My mom said he struggled his whole adult life with alcohol but when he was younger, he could handle it better. The reason for his self medication? To numb out? Low self esteem, the burdens of responsibility, unfulfilled creativity. Who knows? Maybe it was more genetics than anything. Of his seven kids, four are alcoholics, but unlike him, all are in recovery and have been for many years.
But in those days, AA was about the only place you could go to for help, and he went some of the time. He tried antabuse. I wonder which was more difficult. The struggle to stay sober, or dealing with the internal dialogue of self indictment.
Mom told me he always drank heavy but he would sweat it off playing tennis or racket ball. When he was in his early 40’s, he played tennis on a cooler than usual day, and the sweat and the cold got to him. He got sick, pneumonia set in, and the doctors said it damaged his heart. I don’t have any recollection of this, even though I was about 11. From that point on, it was a downward spiral.
He was not a happy drunk. He preferred to be by himself and generally, it was a good idea to avoid him when he was drinking. We learned to walk lightly, talk little, and find other things to do when he was hitting the bottle. He would try of course. He would even take individually or maybe two of the kids at a time to go with him to the Wonder Bar. It was surreal. Sitting in a bar, at the age of 10, with half dozen other older men, just sitting. Drinking. Not much talk going on either. Just the usually, “Hi Bob, good looking kid you got there.” Or some nicety the break the silence. But I knew I was there, watching him drink his poison, and knowing it would not end well.
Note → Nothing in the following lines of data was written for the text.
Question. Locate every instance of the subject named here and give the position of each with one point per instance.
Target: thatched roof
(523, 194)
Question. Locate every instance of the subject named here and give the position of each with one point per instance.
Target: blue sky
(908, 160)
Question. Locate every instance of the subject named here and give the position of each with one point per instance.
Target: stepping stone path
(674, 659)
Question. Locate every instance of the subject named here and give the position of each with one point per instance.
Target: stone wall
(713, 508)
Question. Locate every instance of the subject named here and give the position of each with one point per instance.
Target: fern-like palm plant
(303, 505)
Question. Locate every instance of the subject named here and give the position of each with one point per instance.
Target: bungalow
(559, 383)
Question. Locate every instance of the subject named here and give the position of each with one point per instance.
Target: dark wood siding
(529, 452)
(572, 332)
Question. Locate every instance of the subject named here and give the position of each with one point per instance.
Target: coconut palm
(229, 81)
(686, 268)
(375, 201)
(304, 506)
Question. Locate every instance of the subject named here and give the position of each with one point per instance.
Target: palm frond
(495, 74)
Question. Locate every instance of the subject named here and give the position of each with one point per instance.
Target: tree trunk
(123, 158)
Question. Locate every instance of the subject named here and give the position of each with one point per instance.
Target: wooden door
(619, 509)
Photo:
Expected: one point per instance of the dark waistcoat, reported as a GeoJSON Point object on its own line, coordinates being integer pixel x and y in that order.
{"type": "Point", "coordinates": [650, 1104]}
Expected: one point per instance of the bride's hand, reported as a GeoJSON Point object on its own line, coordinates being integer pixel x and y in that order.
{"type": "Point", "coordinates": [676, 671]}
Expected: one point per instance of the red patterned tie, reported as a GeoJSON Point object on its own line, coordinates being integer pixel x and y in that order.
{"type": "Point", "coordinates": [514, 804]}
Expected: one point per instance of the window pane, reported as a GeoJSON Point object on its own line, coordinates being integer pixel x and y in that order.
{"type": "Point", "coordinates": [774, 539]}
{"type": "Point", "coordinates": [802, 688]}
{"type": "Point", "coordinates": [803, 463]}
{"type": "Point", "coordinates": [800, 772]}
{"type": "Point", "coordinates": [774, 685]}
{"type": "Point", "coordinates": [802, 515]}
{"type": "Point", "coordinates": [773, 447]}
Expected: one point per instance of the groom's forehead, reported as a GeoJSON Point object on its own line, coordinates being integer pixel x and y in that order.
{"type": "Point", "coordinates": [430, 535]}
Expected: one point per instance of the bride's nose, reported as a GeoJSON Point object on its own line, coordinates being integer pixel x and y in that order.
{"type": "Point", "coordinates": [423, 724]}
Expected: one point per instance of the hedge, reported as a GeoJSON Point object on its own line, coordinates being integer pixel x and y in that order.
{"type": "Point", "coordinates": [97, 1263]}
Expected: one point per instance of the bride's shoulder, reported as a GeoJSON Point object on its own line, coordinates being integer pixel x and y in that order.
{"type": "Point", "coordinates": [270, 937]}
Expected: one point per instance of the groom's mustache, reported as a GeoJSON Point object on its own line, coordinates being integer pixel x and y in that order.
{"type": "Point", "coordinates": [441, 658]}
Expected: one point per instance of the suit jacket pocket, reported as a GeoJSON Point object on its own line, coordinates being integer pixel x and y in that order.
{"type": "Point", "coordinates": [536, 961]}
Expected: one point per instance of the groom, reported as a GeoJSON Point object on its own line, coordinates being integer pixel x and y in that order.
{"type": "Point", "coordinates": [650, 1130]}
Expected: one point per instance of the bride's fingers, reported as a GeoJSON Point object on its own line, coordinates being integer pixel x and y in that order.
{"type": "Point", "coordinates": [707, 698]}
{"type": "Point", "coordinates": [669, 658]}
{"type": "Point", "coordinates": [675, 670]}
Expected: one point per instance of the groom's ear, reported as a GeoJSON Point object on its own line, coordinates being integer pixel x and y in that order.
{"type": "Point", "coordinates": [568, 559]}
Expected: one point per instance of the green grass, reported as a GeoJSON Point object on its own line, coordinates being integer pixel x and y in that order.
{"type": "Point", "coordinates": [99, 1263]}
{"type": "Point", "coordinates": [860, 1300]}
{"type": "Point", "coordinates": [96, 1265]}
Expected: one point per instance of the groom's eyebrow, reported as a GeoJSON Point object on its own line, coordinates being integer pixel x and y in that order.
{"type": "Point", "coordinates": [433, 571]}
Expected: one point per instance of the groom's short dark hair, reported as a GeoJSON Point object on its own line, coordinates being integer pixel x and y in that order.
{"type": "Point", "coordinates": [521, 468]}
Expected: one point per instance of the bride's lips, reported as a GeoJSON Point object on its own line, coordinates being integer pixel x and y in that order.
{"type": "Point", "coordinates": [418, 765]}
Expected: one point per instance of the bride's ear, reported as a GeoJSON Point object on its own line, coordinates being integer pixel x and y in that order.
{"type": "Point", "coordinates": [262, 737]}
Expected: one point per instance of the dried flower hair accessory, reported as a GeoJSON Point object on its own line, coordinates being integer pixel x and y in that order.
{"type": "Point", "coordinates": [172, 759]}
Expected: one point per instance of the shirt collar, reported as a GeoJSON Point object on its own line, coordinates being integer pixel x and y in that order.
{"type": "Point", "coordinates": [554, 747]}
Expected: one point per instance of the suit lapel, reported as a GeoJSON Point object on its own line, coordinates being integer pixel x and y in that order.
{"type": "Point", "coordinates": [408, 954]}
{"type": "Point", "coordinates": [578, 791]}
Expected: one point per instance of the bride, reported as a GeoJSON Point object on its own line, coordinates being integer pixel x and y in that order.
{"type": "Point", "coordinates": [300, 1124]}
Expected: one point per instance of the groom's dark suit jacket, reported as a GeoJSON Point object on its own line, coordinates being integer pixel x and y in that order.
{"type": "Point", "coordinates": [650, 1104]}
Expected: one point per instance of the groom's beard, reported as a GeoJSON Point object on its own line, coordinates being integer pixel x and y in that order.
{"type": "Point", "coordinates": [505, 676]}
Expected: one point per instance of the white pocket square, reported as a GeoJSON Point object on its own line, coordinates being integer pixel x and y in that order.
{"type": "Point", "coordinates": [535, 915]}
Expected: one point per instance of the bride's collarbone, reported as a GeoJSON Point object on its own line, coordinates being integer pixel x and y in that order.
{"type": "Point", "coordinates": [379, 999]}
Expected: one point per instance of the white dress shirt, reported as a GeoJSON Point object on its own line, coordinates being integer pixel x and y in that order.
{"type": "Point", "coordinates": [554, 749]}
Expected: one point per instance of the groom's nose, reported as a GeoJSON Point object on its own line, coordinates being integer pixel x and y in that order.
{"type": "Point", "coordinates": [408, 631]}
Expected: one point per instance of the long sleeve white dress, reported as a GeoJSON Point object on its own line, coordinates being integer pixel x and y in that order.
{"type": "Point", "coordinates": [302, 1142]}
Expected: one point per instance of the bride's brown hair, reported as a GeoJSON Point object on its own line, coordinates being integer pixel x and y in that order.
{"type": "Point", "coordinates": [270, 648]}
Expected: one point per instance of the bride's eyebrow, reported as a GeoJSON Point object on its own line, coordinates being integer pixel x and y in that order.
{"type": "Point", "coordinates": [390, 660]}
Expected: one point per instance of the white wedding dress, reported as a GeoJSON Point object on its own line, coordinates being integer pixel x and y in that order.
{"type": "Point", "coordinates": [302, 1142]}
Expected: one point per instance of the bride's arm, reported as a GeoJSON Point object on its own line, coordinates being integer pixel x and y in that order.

Surviving in a dysfunctional family takes some coping skills. Siblings didn’t really talk about what was going on. It was pretty secretive, other than a couple of phrases. 1. Dad’s hitting the sauce, or 2. Dad’s on the wagon. And eventually, “Dad fell off the wagon.” For me, surviving meant numbing out, keeping quiet, don’t draw any attention to myself, as there was plenty of drama going around in the family anyway. Don’t get your hopes up, and wait. Wait til what. Wait til I graduate from high school, and then get out? Those last few years, it was waiting til his physical health took such a toll that he would be released from this earth, and we, our family would be released as well, and could get on with our lives.
His death came as no surprise. He had been in and out of the hospital for a year, more in than out it seemed. The doctors said he was failing and the kids that could, came home to say good bye to him in the hospital. All but one, who was overseas in the military. Much to our surprise, he rallied and came home a week or two later. In that week, he started drinking again, taking on fluids, and by day three, he no longer went upstairs to sleep, or even changed out of his pajamas. By day seven, pills were the only solution to ease the pain searing across his chest. The doctors said there was nothing else they could do. According to mom, his final prayer, and a rare one at that, was something like “God, I know I’m a bastard but throw me a few crumbs.” And he said it many times before he finally slipped away. Congestive heart failure was the cause of death according to the coroner’s report. A broken heart is more likely.
He was 47, and died on Ground Hog’s Day in 1971. Our home at 1494 Clarence Avenue was open to visitors for two days. Folks came over, brought food, told stories, and expressed their condolences. I was mostly relieved he was gone. I played ping-pong in the basement with a few friends. Yes, it was tragic. A talented man, creative, funny, responsible to his family in many ways, just couldn’t win the battle. I’m told in his good days, he loved fiercely. He loved my mom, his kids, and life in general. But love wasn’t enough. His genetics, and emotional battle fatigue won out in the end.
Robert E. Tidyman, Sr. was not a bastard. He was the product of the times, his genes and his environment. He was a soldier in WW2, a musician, a writer, an athlete, a loving husband and devoted father. Not perfect in any way. His disease and maybe some errors in judgement restricted him from being the full of life person he might have been.
I hold no grudge or resentment, though I am sad for all that he missed. If there is life after death, and I think there is, I want to sit with him and tell him I love him and respect and honor his struggle. I couldn’t do any better in the same circumstances. I will listen to him tell his story, and remind him he has plenty of reasons to be proud; proud of himself, and proud of his children and now grandchildren, and oh yes, great grandchildren. See you on the other said Daddio.